Erienne Norton’s interest in science began over a decade ago when her mother was diagnosed with invasive, stage IV breast cancer. As a result of her personal connection to such a devastating disease, she developed a deep-rooted desire to spend her life advancing science so that no one would have to struggle with the pain, worry, and fear that come with the diagnosis of an incurable illness.

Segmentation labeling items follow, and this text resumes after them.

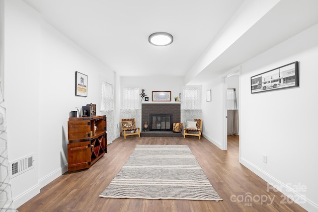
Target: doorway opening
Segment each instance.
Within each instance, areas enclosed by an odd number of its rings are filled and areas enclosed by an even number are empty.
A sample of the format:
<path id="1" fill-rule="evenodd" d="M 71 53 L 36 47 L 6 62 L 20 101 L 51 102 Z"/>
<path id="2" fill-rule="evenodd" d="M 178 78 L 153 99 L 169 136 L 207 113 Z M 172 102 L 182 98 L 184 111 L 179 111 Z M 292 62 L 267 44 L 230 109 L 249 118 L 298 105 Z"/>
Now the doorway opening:
<path id="1" fill-rule="evenodd" d="M 237 68 L 224 75 L 224 147 L 226 150 L 228 149 L 228 137 L 236 137 L 235 140 L 238 141 L 239 145 L 240 76 L 240 67 Z M 240 156 L 240 146 L 239 146 L 239 154 Z"/>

Norton earned her bachelor’s degree in chemistry (biochemistry concentration) in 2019 from Montana State University in Bozeman. After three years of academics and receiving initial and twice-renewed funding from the NIH through the Montana INBRE program to work on a research project focused on recombinant protein production, Norton knew that research would be a large part of her future career. She joined the SJGS in 2021 after spending two years working as a research assistant and laboratory manager at Ohio State University studying the dynamics of clathrin-mediated endocytosis. Norton is highly motivated by a profound desire to improve the lives of others and is passionate about teaching and sharing science with those who have limited experience. She had the privilege of mentoring several students in the years leading up to graduate school and found great joy in teaching them the theory and application of the techniques that she uses. Norton is looking forward to building a career focused on STEM outreach and scientific mentorship after completing her PhD.
“The connections St. Jude has to other global outreach programs in Asia, Singapore and other countries around the world is an incredible asset to this program academically,” she says. “I have been inspired by how the hospital has partnered with groups such as the World Health Organization to fulfill Danny Thomas’ dream of saving children everywhere.”